He moved to Woodstock in 1825 and executed copper-plate printing, produced maps and even dug and stoned cellars for houses. He took up an upstairs room in No. 4 Edson’s Block where he placed a somewhat unusual notice in the Woodstock Observer where he encouraged persons either owing him money or vice versa to settle their accounts. He stated that it was “not in his power at this time to call on his friends in person, especially those out of the village,” therefore a third party had to intervene. He may have been under some kind of court-ordered house arrest in lieu of being sent to debtors’ prison. This building stood on the south side of Central Street. He stated that his former engraving business was now conducted by Messrs. Barron and Russ in Quechee, but Hutchinson offered to trade maps and books for “old cotton and linen sheets” for map linings. In his 1829 quit-claim deed to Abel Barron and Shubel Russ, he released his rights to any property he owned in Quechee. Ebenezer also relinquished his right to publish the official state map in 1826 to the noted Globe maker, James Wilson, of Bradford.

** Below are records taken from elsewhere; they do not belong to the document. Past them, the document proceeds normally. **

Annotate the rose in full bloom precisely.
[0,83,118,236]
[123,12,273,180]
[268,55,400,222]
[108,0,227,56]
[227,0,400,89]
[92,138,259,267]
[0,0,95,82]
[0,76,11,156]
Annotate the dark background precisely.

Ebenezer also informed the public that his “Pyroligneous acid, or essence of smoke” for curing hams now had to be obtained from Barron and Russ in Quechee as well as from merchants in Hartford, Barnard and Royalton. The record of his (second) marriage to Betsy Watson in 1827 calls him a Woodstock resident, but by 1828 he had removed to Barnard where their 1850 Federal Census lists him as a “laborer.” The Renaissance man of many talents who struggled to make ends meet died of consumption in West Randolph on October 8, 1855.
Following the end of his partnership with his brother Ebenezer, William Hutchinson returned to St. Johnsbury in 1820. In 1821 he acquired a lot of land from Joseph Lord on “the east side of the road [Main Street] at the south end of the plains” currently occupied by part of the campus of St. Johnsbury Academy. The “Plain” is a high, flat terrace of land which lent itself to development as the village center. The deed states that the land contains “the kiln house & other buildings standing on the same,” thereby suggesting that Hutchinson had already opened a pottery on leased or rented property. William and his family were enumerated in the 1820 Census in the Town of Waterford, a short distance to the south. He married Mary Abbott in St. Johnsbury in 1823.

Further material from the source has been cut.